Vincenzo Crunelli, Magor L Lorincz, William M Connelly, Francois David, Stuart W Hughes, Regis Lambert, Nathalie Leresche and Adam C Errington
(2018) Nature Reviews Neuroscience 19(2):107-118.
During inattentive wakefulness and non-rapid eye movement (NREM) sleep, the neocortex and thalamus cooperatively engage in rhythmic activities that are exquisitely reflected in the electroencephalogram as distinctive rhythms spanning a range of frequencies from <1 Hz slow waves to 13 Hz alpha waves. In the thalamus, these diverse activities emerge through the interaction of cell-intrinsic mechanisms and local and long-range synaptic inputs. One crucial feature, however, unifies thalamic oscillations of different frequencies: repetitive burst firing driven by voltage-dependent Ca2+ spikes.

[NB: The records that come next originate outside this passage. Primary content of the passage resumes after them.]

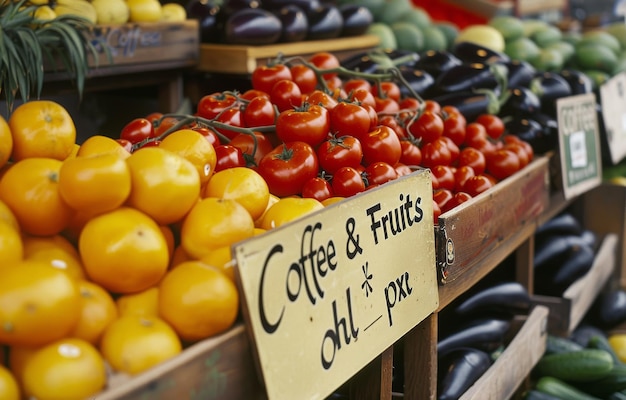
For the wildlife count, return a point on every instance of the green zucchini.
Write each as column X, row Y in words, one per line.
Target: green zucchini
column 561, row 389
column 585, row 365
column 557, row 344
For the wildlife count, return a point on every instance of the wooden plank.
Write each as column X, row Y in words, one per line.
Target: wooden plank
column 239, row 59
column 519, row 357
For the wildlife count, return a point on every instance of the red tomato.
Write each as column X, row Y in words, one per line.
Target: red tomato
column 259, row 112
column 286, row 95
column 381, row 144
column 445, row 177
column 309, row 123
column 503, row 163
column 477, row 184
column 337, row 152
column 265, row 76
column 493, row 125
column 288, row 167
column 411, row 153
column 317, row 188
column 428, row 127
column 137, row 130
column 347, row 181
column 212, row 104
column 304, row 77
column 474, row 158
column 378, row 173
column 349, row 119
column 228, row 156
column 325, row 60
column 246, row 143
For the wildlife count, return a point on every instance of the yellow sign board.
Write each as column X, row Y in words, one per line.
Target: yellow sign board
column 326, row 294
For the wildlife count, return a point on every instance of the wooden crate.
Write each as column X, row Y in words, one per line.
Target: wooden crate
column 513, row 366
column 217, row 368
column 241, row 59
column 567, row 312
column 470, row 232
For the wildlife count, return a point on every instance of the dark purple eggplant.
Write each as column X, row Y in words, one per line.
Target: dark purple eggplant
column 579, row 82
column 520, row 102
column 252, row 26
column 541, row 139
column 469, row 52
column 466, row 77
column 485, row 333
column 460, row 371
column 356, row 19
column 549, row 87
column 470, row 103
column 325, row 22
column 436, row 61
column 208, row 13
column 519, row 73
column 421, row 82
column 380, row 59
column 295, row 24
column 510, row 297
column 304, row 5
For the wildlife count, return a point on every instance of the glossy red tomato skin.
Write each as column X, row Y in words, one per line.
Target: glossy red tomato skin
column 379, row 172
column 288, row 167
column 309, row 124
column 317, row 188
column 337, row 152
column 259, row 111
column 347, row 181
column 265, row 76
column 349, row 119
column 137, row 130
column 228, row 156
column 212, row 104
column 381, row 144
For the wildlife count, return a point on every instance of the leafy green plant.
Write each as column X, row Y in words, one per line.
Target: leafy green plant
column 28, row 43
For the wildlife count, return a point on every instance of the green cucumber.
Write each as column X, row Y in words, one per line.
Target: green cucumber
column 561, row 389
column 585, row 365
column 558, row 344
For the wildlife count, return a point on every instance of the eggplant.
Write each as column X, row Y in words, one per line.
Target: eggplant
column 549, row 87
column 487, row 333
column 469, row 52
column 421, row 82
column 470, row 103
column 461, row 371
column 252, row 26
column 466, row 77
column 541, row 138
column 579, row 82
column 519, row 73
column 380, row 59
column 520, row 102
column 295, row 24
column 610, row 308
column 356, row 19
column 436, row 61
column 510, row 297
column 325, row 22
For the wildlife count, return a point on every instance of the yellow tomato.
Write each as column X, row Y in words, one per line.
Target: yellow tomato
column 42, row 128
column 133, row 343
column 214, row 223
column 164, row 184
column 242, row 184
column 68, row 369
column 38, row 304
column 124, row 250
column 288, row 209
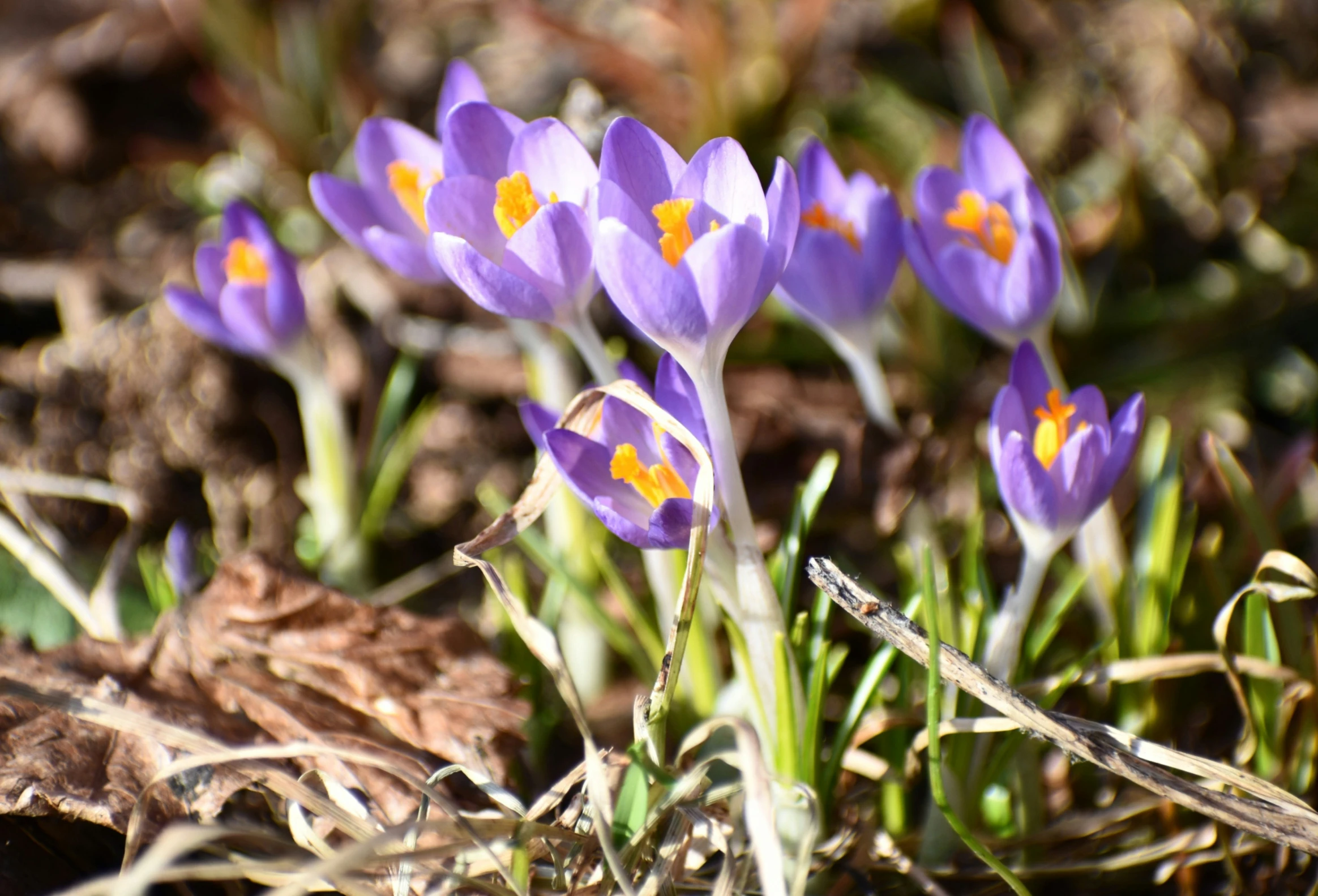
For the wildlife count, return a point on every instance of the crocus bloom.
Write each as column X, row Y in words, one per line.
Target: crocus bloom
column 397, row 164
column 248, row 299
column 634, row 476
column 1058, row 459
column 983, row 242
column 511, row 222
column 690, row 251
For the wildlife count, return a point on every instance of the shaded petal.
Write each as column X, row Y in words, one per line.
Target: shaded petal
column 477, row 138
column 989, row 161
column 487, row 284
column 648, row 290
column 1025, row 484
column 461, row 83
column 554, row 160
column 722, row 177
column 553, row 252
column 464, row 207
column 641, row 164
column 201, row 316
column 724, row 268
column 412, row 260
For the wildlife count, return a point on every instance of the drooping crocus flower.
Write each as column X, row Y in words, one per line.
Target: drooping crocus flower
column 848, row 251
column 634, row 476
column 1058, row 460
column 512, row 223
column 983, row 242
column 248, row 298
column 397, row 164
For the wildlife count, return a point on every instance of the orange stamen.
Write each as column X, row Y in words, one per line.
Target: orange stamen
column 1054, row 428
column 818, row 216
column 409, row 185
column 989, row 223
column 244, row 265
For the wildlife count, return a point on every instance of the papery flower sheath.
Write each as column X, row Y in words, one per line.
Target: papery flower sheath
column 848, row 248
column 983, row 242
column 248, row 298
column 511, row 222
column 690, row 251
column 397, row 165
column 637, row 477
column 1056, row 459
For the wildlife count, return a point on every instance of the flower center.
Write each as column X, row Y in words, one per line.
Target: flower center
column 1054, row 428
column 516, row 203
column 820, row 218
column 409, row 185
column 989, row 223
column 657, row 483
column 244, row 265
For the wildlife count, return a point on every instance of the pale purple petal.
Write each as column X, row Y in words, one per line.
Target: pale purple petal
column 554, row 160
column 487, row 284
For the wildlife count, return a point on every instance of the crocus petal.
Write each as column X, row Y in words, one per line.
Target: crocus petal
column 721, row 175
column 201, row 316
column 1025, row 484
column 648, row 290
column 554, row 160
column 990, row 162
column 461, row 85
column 1126, row 430
column 410, row 259
column 464, row 207
column 477, row 138
column 537, row 419
column 785, row 218
column 553, row 252
column 383, row 142
column 487, row 284
column 640, row 162
column 208, row 265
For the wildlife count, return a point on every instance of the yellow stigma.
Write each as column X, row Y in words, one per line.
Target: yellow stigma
column 244, row 265
column 656, row 484
column 818, row 216
column 516, row 203
column 989, row 223
column 409, row 185
column 1054, row 428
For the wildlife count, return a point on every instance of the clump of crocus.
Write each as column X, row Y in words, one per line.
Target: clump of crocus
column 397, row 165
column 251, row 302
column 688, row 252
column 1058, row 460
column 983, row 242
column 248, row 298
column 512, row 222
column 848, row 251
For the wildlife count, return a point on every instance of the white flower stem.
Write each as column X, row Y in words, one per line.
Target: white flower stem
column 761, row 613
column 862, row 359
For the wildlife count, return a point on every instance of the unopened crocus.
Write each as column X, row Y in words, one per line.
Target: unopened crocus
column 983, row 242
column 248, row 298
column 512, row 223
column 397, row 164
column 848, row 251
column 1058, row 460
column 636, row 477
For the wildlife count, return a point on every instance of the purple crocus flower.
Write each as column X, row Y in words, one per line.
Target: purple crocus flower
column 511, row 223
column 848, row 250
column 397, row 164
column 1056, row 459
column 634, row 476
column 250, row 298
column 983, row 242
column 690, row 251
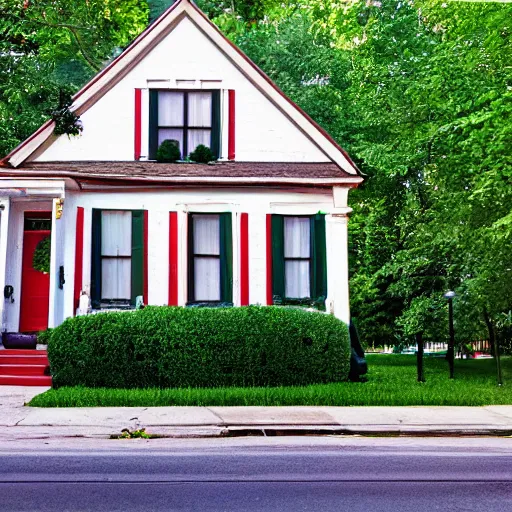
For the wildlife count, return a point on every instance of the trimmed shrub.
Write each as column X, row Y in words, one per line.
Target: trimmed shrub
column 200, row 347
column 168, row 151
column 202, row 155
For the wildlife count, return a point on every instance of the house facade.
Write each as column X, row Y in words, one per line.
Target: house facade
column 265, row 224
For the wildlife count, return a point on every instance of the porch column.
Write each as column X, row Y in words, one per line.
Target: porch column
column 337, row 302
column 56, row 310
column 5, row 206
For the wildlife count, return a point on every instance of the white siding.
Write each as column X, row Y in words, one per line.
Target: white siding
column 263, row 133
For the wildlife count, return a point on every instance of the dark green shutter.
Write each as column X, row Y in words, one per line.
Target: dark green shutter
column 226, row 258
column 137, row 254
column 216, row 124
column 153, row 124
column 190, row 277
column 318, row 258
column 278, row 270
column 96, row 259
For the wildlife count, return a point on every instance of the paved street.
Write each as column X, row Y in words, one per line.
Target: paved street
column 281, row 474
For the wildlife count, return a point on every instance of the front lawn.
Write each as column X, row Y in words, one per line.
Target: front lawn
column 391, row 381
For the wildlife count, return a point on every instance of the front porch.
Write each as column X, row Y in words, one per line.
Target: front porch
column 30, row 212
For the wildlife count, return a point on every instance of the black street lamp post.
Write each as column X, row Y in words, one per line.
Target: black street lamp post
column 451, row 345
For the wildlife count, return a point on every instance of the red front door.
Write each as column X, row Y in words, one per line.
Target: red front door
column 35, row 286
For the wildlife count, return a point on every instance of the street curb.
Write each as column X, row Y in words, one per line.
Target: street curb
column 232, row 431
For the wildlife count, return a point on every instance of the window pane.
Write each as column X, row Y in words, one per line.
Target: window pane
column 171, row 134
column 116, row 278
column 200, row 109
column 170, row 108
column 297, row 279
column 206, row 279
column 206, row 234
column 116, row 233
column 196, row 137
column 297, row 237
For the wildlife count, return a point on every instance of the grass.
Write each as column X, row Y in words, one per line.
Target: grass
column 391, row 381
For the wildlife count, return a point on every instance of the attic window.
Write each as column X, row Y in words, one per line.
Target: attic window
column 189, row 117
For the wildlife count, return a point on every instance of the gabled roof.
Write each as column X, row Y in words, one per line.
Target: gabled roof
column 144, row 43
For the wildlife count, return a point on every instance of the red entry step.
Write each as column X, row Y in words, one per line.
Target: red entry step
column 24, row 368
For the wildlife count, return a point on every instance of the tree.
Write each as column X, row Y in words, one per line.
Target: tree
column 53, row 45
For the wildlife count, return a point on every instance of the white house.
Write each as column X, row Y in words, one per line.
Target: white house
column 266, row 224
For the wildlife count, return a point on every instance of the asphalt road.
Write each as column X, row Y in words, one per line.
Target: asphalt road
column 254, row 474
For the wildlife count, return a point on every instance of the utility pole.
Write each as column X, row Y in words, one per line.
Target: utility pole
column 451, row 345
column 419, row 356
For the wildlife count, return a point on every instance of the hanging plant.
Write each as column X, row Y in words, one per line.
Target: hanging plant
column 42, row 254
column 66, row 122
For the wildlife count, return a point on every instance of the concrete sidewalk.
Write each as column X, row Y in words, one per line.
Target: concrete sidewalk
column 19, row 421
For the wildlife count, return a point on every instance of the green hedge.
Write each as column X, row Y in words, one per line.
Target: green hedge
column 199, row 347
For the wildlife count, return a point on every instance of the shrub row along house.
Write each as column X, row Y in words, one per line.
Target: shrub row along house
column 97, row 215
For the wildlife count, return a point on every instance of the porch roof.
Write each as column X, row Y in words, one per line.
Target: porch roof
column 315, row 174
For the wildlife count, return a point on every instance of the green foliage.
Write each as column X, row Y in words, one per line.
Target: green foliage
column 49, row 45
column 66, row 122
column 202, row 155
column 168, row 151
column 42, row 254
column 199, row 347
column 391, row 382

Recent evidence reveals that thalamic Ca2+ spikes are inextricably linked to global somatodendritic Ca2+ transients and are essential for several forms of thalamic plasticity. Thus, we propose herein that alongside their rhythm-regulation function, thalamic oscillations of low-vigilance states have a plasticity function that, through modifications of synaptic strength and cellular excitability in local neuronal assemblies, can shape ongoing oscillations during inattention and NREM sleep and may potentially reconfigure thalamic networks for faithful information processing during attentive wakefulness.